El que parece el líder nos invita a tomar asiento junto al fuego. Los intelectuales quieren saber quiénes éramos antes de llegar aquí. Quieren saber qué hacíamos. Quieren saber si hemos leído algunos de sus libros. Quieren saber si también somos intelectuales. Quieren saber si nos identificamos con el neoexistencialismo, neosurrealismo, neodadaísmo, neovanguardismo, neobarroco, neorrealismo.

Al parecer esperaban una historia mejor. Algunos no han podido evitar bostezos. Hemos dicho lo imprescindible. Hemos evitado entrar en detalles. Somos personas comunes. Gente aburrida. Una ingeniera con horario de oficina. Un historiador desempleado.

Ellos, en cambio, son los intelectuales. El edificio donde estamos es la biblioteca nacional. Han tenido que acudir a este lugar para escapar de la oscuridad. Cada noche queman manuales de autoayuda. Estamos vivos gracias a los manuales de autoayuda, dice alguien.

Quiénes son: Los intelectuales. Por qué están en el vertedero de arte fermentado:

Los primeros intelectuales se resistieron a abandonar el arte cuando el gobierno dio la orden de hacerlo desaparecer. Los demás, llegaron al igual que nosotros, viajando desde el vertedero de cadáveres. Qué hacen todas las noches: Planear el golpe. Cuál es el objetivo del golpe: Devolverles su estatus intelectual y social en la ciudad de la luz y que se les indemnice. Cómo piensan hacerlo: Aún no lo han decidido, pero, definitivamente, necesitarán la ayuda de la prensa internacional. Cuánto tiempo piensan estar en la biblioteca: Poco. Qué harán cuando se terminen los libros de autoayuda: Los libros de autoayuda son interminables.

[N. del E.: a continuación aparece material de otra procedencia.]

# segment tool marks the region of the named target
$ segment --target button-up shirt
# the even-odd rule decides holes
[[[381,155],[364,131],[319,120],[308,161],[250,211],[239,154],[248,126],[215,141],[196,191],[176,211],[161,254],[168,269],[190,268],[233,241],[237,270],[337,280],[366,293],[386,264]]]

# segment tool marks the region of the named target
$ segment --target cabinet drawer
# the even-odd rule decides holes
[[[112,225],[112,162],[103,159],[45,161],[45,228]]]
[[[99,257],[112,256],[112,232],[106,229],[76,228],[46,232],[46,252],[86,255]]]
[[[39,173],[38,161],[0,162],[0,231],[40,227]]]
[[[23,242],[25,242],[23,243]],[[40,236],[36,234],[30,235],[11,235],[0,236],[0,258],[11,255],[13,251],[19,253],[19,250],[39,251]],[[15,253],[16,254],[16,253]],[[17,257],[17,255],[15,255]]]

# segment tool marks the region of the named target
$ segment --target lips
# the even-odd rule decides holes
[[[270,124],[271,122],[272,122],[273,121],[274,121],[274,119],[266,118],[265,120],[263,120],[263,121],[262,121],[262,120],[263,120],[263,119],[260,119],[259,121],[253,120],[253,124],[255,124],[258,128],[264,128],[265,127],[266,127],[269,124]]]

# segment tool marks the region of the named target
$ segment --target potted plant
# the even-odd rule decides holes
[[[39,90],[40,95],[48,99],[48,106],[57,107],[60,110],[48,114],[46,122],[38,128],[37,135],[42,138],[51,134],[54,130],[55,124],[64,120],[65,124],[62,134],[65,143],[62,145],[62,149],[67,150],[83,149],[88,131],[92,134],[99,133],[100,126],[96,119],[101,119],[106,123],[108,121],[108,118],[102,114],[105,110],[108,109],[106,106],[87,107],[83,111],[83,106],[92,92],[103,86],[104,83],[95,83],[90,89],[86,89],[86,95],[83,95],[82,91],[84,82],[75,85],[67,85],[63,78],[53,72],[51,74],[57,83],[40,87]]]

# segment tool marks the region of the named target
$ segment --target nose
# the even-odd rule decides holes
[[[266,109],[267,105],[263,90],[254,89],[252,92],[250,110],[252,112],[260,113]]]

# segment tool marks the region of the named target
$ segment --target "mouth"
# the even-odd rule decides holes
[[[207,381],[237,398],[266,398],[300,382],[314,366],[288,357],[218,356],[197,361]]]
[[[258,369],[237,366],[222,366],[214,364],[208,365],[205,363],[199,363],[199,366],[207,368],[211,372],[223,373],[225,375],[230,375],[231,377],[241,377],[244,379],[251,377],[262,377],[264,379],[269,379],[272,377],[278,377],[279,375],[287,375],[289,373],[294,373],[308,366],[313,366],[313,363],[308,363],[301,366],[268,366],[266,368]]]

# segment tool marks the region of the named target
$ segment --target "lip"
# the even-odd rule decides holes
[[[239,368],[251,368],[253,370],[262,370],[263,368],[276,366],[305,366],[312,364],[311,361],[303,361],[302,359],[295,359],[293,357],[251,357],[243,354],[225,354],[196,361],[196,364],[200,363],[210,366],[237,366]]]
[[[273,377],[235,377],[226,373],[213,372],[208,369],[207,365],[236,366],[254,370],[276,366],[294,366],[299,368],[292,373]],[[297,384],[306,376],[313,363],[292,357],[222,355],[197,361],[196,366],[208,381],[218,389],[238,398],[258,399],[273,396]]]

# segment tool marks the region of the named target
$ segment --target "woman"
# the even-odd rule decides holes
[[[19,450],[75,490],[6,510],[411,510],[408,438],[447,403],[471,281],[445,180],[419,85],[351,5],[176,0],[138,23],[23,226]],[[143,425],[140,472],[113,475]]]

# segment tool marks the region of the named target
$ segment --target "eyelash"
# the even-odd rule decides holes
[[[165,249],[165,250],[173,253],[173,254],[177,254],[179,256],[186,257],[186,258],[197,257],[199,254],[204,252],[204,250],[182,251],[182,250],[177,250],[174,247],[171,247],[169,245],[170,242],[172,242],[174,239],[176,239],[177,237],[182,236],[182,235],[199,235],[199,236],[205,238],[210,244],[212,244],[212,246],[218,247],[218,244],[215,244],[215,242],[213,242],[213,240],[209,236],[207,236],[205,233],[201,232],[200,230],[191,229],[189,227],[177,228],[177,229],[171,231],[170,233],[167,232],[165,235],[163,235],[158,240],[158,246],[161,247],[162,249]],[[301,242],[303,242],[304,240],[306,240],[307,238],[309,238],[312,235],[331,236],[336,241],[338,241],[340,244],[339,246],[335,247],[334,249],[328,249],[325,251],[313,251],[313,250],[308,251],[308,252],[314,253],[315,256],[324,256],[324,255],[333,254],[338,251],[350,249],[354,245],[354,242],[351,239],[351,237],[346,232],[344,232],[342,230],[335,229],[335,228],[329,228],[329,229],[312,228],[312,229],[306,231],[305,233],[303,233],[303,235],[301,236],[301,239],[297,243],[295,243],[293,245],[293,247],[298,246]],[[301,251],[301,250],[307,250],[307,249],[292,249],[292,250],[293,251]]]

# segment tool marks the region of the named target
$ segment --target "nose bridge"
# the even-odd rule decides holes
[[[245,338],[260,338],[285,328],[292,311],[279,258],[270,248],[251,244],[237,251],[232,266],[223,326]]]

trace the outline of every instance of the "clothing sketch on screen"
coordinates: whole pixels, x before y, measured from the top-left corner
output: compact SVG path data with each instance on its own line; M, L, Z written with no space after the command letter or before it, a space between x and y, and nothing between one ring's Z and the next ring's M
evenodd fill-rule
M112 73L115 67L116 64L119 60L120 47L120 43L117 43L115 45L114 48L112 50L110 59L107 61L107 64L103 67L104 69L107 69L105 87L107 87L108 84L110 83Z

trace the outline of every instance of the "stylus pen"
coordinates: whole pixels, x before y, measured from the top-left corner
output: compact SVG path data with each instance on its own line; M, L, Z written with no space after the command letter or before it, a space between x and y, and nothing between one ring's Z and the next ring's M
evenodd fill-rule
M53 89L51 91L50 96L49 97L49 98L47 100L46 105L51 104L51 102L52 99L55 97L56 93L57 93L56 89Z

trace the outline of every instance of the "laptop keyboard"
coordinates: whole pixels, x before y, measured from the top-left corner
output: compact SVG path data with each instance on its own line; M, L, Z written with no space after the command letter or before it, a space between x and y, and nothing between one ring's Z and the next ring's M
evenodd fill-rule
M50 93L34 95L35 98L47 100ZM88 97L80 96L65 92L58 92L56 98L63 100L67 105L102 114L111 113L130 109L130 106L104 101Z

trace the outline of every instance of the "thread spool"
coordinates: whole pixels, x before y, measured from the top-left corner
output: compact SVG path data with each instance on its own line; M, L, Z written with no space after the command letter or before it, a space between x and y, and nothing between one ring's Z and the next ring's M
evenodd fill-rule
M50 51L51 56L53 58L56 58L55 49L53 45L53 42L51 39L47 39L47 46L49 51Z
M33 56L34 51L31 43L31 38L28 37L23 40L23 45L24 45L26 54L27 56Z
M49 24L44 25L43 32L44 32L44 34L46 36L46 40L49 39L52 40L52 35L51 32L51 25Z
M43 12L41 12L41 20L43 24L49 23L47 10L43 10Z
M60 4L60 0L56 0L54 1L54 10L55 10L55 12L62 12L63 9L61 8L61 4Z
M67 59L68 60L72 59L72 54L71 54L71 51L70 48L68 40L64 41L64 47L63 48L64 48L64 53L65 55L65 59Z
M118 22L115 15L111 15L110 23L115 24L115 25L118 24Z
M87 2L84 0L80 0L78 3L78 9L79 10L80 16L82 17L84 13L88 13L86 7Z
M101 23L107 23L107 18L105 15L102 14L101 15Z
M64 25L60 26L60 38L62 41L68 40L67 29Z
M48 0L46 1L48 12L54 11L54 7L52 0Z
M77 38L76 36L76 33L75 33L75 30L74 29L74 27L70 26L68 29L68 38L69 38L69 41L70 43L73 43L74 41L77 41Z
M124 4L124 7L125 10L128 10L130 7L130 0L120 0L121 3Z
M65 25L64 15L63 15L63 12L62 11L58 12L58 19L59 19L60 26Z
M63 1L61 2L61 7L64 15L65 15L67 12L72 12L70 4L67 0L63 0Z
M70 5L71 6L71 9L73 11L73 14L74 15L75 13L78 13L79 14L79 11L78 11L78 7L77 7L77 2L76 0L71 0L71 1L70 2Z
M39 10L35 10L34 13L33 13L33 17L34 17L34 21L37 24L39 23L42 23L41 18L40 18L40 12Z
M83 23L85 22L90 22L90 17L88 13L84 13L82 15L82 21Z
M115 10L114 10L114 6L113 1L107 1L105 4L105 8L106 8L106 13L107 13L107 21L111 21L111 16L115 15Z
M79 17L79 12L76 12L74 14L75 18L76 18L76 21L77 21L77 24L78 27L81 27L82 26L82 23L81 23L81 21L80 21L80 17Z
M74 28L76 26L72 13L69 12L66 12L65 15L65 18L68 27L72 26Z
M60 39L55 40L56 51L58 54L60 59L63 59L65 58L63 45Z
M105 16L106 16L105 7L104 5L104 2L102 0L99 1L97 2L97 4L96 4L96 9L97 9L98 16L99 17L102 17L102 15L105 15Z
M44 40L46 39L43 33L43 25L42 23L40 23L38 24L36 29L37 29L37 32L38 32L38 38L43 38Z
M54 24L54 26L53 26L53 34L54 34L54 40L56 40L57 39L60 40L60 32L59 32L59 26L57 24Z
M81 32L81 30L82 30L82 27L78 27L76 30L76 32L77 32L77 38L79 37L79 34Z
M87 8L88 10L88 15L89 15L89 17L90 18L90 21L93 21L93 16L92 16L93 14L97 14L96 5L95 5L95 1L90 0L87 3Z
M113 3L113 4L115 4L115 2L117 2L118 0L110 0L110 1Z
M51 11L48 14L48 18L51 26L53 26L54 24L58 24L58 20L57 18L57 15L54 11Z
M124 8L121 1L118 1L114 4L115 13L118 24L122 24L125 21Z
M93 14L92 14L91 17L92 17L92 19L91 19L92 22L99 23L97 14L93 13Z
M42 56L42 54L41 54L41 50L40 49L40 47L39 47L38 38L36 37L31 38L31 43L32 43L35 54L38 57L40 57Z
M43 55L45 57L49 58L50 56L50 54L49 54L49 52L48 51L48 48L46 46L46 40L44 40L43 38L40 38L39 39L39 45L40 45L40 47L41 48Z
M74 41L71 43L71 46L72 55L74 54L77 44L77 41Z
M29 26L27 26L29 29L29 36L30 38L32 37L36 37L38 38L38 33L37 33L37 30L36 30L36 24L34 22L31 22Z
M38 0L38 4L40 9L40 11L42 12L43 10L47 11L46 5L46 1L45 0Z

Los intelectuales pierden interés en nosotros. Hablan de un tema. Hablan de otro. De otro. Otro. Otro más. Lanzan a la hoguera libros de autoayuda. Comentan sobre premios literarios en certámenes internacionales. Yo una vez gané una beca. Pero nunca entregué la obra terminada. Incumplí mi palabra. Honra tu palabra como a ti mismo.

Me daría vergüenza mencionar estas cosas delante de los intelectuales. Los mismos que ahora hablan del gobierno.

Está débil el gobierno en estos tiempos, dicen los intelectuales. El golpe fue duro. Por eso la represión. Por eso la masacre. Está débil el gobierno, repiten. Este sería un buen momento para intervenir, dicen. Un escritor podría ser el mejor presidente. Pero quién. Todos los intelectuales podrían ser los presidentes. Todos quieren ser presidentes del nuevo gobierno que ellos instaurarán. Por eso organizan una elección democrática, heredada de los romanos. El elegido recibe felicitaciones.

Mi marido y yo nos miramos. Pensamos en Little Boy. Pregunto de qué golpe hablan. Qué ha pasado en la ciudad de la luz. No lo saben, pregunta un intelectual. Cómo pueden no saber.